Havana is classified as one of the most polluted cities in the world. You can not breathe in Havana. The fifties machine features and the coal-fired power plant chimneys, built a few meters from the school and the baseball field, emit black and dense fumes all day long.
Everywhere in Cuba, the past is omnipresent.
Schools, decadent and dominated by toxic fumes, have the bare necessities.
On the streets you see people walking without a precise destination, working, waiting for a tip or simply sitting on the sidewalk to watch life inexorably running before them.
Next to the luxury hotels and the old colonial houses are the forgotten suburbs. The spaces are tight; the wooden shacks, close to each other, barely let the sun's rays pass in rooms where the essential is opposed to the luxury of the nearby tourist quarters. Through the doors always open see the women who wash the floors, the barefoot children playing in the poor rooms and also see the women who make prostitutes near the consenting husbands.
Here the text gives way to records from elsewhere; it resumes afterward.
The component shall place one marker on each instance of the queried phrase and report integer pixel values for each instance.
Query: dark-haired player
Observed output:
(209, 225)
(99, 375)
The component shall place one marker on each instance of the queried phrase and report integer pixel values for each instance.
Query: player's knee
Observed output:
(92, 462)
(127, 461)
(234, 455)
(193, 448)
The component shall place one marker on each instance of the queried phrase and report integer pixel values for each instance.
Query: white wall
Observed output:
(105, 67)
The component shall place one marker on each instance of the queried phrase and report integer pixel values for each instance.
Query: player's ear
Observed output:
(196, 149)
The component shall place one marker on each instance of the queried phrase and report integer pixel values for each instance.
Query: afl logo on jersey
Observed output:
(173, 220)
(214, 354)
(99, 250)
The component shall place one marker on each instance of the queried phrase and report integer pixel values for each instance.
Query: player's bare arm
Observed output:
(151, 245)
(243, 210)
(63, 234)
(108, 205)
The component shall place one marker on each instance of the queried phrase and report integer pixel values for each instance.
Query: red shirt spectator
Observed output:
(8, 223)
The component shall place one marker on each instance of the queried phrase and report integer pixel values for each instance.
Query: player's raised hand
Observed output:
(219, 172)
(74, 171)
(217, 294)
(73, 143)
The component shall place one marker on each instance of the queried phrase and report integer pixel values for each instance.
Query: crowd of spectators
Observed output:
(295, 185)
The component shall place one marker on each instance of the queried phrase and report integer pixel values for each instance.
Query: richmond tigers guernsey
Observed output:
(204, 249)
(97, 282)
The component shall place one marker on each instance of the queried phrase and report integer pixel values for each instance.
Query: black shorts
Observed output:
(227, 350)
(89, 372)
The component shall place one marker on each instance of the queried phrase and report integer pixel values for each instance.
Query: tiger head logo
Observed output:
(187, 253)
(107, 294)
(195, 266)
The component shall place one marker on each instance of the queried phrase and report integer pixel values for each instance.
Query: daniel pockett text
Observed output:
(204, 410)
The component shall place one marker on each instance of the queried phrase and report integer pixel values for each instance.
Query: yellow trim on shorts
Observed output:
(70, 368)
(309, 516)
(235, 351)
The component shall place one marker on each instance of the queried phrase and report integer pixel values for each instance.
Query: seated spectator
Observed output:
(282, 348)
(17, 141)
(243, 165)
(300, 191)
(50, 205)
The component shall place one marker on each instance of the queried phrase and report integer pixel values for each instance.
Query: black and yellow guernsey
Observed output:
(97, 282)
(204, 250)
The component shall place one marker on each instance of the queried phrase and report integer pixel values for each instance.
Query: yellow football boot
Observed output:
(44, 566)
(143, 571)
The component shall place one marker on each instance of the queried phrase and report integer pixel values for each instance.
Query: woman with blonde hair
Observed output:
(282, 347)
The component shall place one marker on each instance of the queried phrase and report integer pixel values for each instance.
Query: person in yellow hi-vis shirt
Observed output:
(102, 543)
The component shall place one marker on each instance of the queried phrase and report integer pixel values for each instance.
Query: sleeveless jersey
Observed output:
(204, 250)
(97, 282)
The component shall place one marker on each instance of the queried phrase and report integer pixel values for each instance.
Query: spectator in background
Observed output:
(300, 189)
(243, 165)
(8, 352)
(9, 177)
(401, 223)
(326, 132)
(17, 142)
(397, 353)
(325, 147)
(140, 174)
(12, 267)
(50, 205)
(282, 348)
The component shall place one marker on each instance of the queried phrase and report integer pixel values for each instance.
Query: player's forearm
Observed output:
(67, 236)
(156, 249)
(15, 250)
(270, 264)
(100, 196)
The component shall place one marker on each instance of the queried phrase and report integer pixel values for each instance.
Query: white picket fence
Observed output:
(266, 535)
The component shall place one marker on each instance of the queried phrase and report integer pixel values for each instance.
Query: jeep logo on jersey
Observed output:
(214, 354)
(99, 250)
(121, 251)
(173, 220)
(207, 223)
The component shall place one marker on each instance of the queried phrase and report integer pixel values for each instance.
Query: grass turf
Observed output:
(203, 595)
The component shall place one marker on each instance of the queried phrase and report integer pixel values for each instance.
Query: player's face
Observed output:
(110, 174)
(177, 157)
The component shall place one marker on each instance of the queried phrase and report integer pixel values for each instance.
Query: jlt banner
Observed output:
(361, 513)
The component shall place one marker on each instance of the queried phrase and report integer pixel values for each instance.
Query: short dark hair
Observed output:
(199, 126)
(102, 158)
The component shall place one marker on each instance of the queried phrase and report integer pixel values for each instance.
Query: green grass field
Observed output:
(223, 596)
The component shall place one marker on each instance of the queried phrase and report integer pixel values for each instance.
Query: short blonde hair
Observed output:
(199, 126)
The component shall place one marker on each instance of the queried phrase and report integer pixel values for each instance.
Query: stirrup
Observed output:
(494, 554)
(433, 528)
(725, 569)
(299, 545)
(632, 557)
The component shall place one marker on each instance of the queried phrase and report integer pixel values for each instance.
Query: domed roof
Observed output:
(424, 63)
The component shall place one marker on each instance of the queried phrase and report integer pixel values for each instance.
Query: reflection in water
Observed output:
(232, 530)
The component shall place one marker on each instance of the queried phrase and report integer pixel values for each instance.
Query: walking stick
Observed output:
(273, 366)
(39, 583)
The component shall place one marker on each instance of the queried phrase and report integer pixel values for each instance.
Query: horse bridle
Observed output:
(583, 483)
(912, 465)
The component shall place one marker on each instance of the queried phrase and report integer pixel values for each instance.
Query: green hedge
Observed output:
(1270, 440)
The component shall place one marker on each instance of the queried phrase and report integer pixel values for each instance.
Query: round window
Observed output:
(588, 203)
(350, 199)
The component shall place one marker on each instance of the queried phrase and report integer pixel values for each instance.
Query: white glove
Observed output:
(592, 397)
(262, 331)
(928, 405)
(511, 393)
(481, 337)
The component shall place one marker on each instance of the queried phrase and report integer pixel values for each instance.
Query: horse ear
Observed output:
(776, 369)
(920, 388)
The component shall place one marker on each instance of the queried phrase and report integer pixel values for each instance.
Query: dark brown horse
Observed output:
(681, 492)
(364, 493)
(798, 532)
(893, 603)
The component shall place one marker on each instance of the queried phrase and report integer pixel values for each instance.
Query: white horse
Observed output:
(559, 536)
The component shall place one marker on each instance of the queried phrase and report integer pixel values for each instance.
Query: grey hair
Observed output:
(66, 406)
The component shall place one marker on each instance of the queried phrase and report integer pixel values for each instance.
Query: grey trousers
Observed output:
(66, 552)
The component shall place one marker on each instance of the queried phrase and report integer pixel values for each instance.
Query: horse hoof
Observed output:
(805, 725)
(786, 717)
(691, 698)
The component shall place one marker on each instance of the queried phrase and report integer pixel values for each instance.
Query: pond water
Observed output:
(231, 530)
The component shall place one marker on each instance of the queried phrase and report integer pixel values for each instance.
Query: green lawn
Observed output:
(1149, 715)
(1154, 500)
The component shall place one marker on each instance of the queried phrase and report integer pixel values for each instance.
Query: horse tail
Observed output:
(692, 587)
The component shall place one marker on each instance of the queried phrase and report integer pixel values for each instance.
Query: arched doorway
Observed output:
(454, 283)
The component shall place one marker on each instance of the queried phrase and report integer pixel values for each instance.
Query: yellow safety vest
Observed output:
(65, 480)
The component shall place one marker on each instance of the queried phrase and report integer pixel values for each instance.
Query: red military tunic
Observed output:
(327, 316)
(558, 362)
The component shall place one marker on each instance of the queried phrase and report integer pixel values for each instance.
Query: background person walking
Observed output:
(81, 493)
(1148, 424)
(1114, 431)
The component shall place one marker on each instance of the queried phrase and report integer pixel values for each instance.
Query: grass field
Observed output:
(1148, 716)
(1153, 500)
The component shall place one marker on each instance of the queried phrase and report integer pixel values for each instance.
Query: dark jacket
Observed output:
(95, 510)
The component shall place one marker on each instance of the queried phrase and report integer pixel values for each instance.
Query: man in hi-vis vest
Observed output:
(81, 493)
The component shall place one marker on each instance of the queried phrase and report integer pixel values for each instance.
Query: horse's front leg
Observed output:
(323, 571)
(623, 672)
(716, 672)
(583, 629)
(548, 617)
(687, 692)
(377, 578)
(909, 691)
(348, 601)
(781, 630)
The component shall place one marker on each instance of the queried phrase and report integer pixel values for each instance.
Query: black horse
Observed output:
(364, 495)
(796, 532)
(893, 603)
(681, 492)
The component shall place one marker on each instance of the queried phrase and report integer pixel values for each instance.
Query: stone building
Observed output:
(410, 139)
When the afternoon comes and the colors of the sunset fall on the island you can see the carefree and unsuspecting boys playing on the Bay of Pigs beach. You understand then that here what matters is the essential. A simple arranged kite becomes a precious object here. Tied to his rope caresses the sky, the same sky that April 17, 1961 saw the invasion of this Bay by 1,453 Cuban exiles who had the aim of overthrowing the regime of Fidel Castro. The invasion lasted only two days and proved to be a failure for the rebels, who were defeated and partly captured by Castro's troops. There is no story in those boys' eyes, but there is no hope either.
Crossing Cuba, you realize what is the reality of this people, what are the real moments of life of these people. What happens in this corner of the world reads him in the lost and sad eyes of the girls who offer their bodies to the tourists to survive or while you decide to climb, at four in the morning, on the tren de Hershey connecting Havana to Matanzas. In reality it is only a cluster of scrap metal that the Cubans call a train. A journey made in the dark, a path behind which there is the pure essence of this land, its bare and raw reality. Sitting in a dirty and foul-smelling carriage, inside a wagon of the early twentieth century, consumed by thousands of miles. The silent driver stays all the way with the door open. Tinker with levers paying attention to the road. It passes point-blank between the houses, where cement debris and silos take the place of flowers and wooden fences.
Cuba is a place out of time made up of people, faces, looks, eyes that penetrate your soul. You remain suspended between heaven and earth while a flash runs through the thoughts and realizes what is the true magic of this island: the simple essentiality. Their life, so different from ours, perpetually struggling with a daily life made of sacrifices, of having to arrange, of having to share the little with everyone, to do everything with nothing. A life, that of the Cuban people, which at times seems illogically serene. A people, this, survived the longest embargo in modern history.